Accidenti, cosa c’è che non va in questo disco? Apparentemente nulla. Gli ingredienti ci sono tutti e sono gli stessi che avevano determinato il successo del precedente Nuit blanche: beat digitali e chitarre filtrate, sinth analogici dal sapore retrò, cantato scarno e ammiccamenti erotici al limite del porno soft. E allora? Tutto ciò che faceva di brani come Noir désir e Jaloux dei tormentoni irresistibili e trasversali, adatti al dancefloor più fighetto quanto a un party acido, qui diventa stucchevole, ripetitivo e quello che era un delizioso pasticcio di foie gras sa tanto di minestra riscaldata. Piccante e speziata, certo, ma fin troppo facile da digerire.
Non che ci si aspettasse una nuova rivoluzione electroclash, ché sarebbe una contraddizione in termini, essendo il genere un raffinato esercizio di saccheggio del meglio (o del peggio) degli anni ’80, dal kraut al punk, ma da Danny Mommens (ex bassista dei dEUS) e la sua sexy metà Els Pynoo ci aspettavamo qualcosa di più.
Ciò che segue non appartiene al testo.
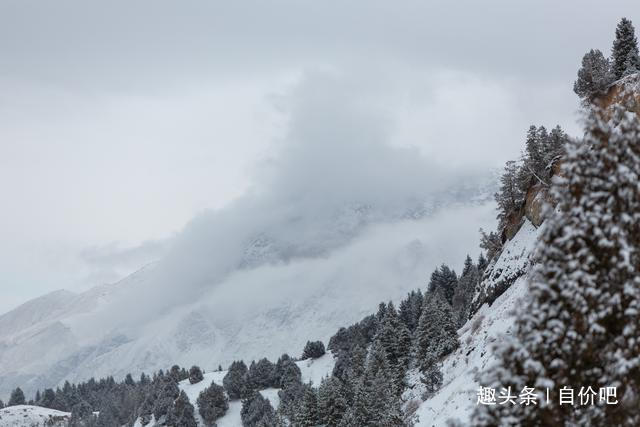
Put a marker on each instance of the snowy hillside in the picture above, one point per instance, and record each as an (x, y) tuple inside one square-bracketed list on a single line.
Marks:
[(241, 291), (457, 397), (313, 370), (32, 416)]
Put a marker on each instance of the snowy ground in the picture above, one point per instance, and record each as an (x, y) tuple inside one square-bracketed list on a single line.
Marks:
[(311, 369), (32, 416), (457, 397)]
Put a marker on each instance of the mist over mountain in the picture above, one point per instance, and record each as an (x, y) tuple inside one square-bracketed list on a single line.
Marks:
[(337, 194)]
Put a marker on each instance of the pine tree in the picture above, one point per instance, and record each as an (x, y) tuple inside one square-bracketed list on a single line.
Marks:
[(631, 64), (332, 401), (464, 293), (436, 335), (16, 398), (236, 381), (410, 309), (167, 392), (393, 336), (582, 324), (443, 280), (195, 375), (625, 47), (594, 77), (308, 412), (313, 350), (376, 400), (261, 374), (181, 412), (257, 411), (212, 403)]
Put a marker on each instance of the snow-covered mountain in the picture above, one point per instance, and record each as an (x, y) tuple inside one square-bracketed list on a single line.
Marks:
[(32, 416), (259, 289), (457, 397)]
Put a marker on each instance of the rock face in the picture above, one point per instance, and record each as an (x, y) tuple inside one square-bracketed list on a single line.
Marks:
[(536, 199), (619, 92)]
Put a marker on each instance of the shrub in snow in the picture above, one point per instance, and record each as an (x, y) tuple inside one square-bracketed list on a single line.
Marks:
[(261, 374), (257, 411), (236, 381), (181, 413), (313, 350), (16, 398), (212, 403), (582, 323), (195, 375)]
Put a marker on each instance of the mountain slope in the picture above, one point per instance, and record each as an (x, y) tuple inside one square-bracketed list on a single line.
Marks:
[(291, 280), (457, 397)]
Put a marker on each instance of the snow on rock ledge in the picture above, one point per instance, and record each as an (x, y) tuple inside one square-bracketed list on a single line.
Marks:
[(512, 263)]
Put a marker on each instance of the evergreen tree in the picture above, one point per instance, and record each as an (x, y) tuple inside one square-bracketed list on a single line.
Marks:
[(376, 400), (181, 413), (287, 372), (443, 280), (491, 243), (236, 381), (212, 403), (17, 397), (594, 77), (332, 401), (625, 49), (107, 416), (195, 375), (482, 263), (393, 337), (261, 374), (463, 295), (48, 398), (582, 323), (436, 335), (81, 415), (313, 350), (410, 309), (167, 392), (257, 411), (308, 413)]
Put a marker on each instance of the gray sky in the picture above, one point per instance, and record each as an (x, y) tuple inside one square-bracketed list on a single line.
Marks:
[(120, 120)]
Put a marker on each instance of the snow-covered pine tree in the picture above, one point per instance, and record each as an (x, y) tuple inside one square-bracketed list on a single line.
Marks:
[(212, 403), (332, 401), (261, 374), (410, 309), (181, 412), (395, 340), (594, 77), (307, 415), (625, 47), (195, 375), (17, 397), (510, 195), (236, 382), (436, 335), (443, 280), (582, 324), (376, 401), (257, 411), (168, 391), (632, 63), (313, 350), (464, 291)]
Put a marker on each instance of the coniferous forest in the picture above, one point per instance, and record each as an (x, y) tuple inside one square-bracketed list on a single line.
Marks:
[(579, 325)]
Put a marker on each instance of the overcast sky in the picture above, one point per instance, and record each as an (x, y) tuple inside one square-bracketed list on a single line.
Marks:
[(122, 120)]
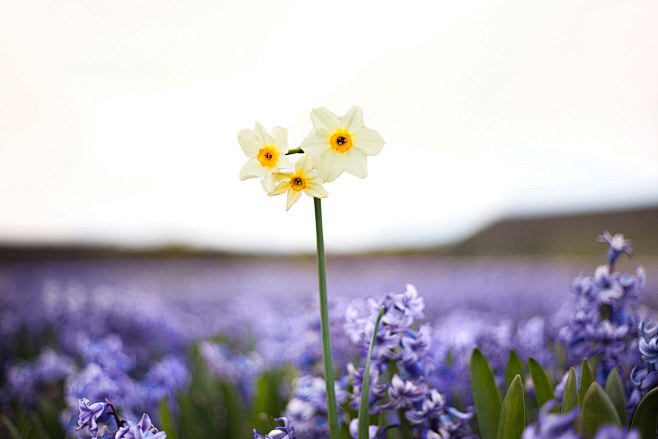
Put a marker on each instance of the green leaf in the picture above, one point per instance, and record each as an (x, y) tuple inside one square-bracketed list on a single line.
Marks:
[(570, 394), (485, 395), (11, 428), (512, 414), (364, 405), (615, 390), (645, 418), (586, 379), (514, 368), (167, 423), (598, 410), (543, 388)]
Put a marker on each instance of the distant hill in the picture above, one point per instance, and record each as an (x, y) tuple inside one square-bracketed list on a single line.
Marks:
[(563, 235), (546, 236)]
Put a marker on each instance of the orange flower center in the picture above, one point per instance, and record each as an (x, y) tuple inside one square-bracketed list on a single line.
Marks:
[(267, 156), (341, 141), (297, 183)]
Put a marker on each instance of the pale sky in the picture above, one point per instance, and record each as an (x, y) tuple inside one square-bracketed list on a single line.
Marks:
[(118, 120)]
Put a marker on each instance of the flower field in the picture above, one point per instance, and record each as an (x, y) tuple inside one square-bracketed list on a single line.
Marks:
[(220, 348)]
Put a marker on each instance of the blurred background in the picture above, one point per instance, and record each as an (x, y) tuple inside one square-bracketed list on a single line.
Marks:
[(119, 123), (136, 266)]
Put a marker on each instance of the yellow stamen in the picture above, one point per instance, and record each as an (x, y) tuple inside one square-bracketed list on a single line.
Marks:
[(341, 141), (267, 156), (297, 183)]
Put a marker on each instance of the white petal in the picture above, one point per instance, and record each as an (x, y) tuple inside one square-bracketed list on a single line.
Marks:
[(283, 162), (316, 143), (262, 136), (302, 164), (251, 169), (330, 166), (293, 196), (354, 162), (353, 120), (269, 183), (323, 118), (315, 190), (368, 141), (281, 188), (248, 142), (280, 139)]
Il singolo Hot shot, che apre le danze, lascia ben sperare in una più spiccata attitudine punky, con chitarre e batteria analogica in primo piano e la voce di Els a gemere un invitante “pourquoi pas?” e il successivo La vérité conferma l’impressione di un album pensato anche e soprattutto per la dimensione live, e la cosa non può che farci piacere. Più Talking Heads, insomma, e meno sfilate di Karl Legerfeld. Petite putain ci ricorda che il francese non è la lingua madre della coppia di Gent ma la pronuncia incerta è ancora più adorabile ed eccitante quando Els ripete, Lolita e femme fatale, “oh joli, joli fils, c’est moi qui joue avec toi”. Man mano che si procede nell’ascolto, tuttavia, si comincia ad avere qualche timore che l’album andrà avanti così, zigzagando tra pezzi orecchiabili e ben suonati, mai davvero sopra le righe. Carini, tutto sommato, e nulla più. Sopratutto, mentre si attende invano un’iniezione di anfetamine, o una nuova rivisitazione divertita dei duetti Gainsbourg-Birkin, ci si imbatte in brani come Sabrina e Litanie des seins e ci si abitua all’idea che il massimo della trasgressione sia una catalogazione anatomica dell’apparato mammario (“Petits seins bien plantés ou gros seins oreillers, seins menus abricots, seins Vénus de Milo”), che il kitsch perda la necessaria autoironia e si trasformi in insopportabile cifra stitlistica e il gioco della seduzione si riduca a una provocazione furba e un po’ volgare. Certo, non mancano le note positive, come la sensibilità pop di Liberté, la dance di Chauve-souris con tanto di piano impazzito in coda, ma l’impressione finale è che non ci sia nulla di veramente spiazzante nel rock’n roll di Tu connais la dernière, nei vari tentativi techno-house (Non stop- vive fossett, Machine sublime), nel romanticismo fuori luogo di Miracle. Né basta sciorinare una sfilza di mostri sacri del cinema e della musica (Claude François) per evocare un french touch decisamente fuori portata (per forza, sono belgi!). I Vive la fete(!) perdono il punto esclamativo e non solo, e la minore immediatezza di Grand prix rispetto a Nuit blanche non è certo riscattata da una maggiore qualità. Forse il problema è che si sono accorti di essere “cool” e hanno cominciato a prendersi un po’ troppo sul serio ed è un vero peccato, per loro e per noi.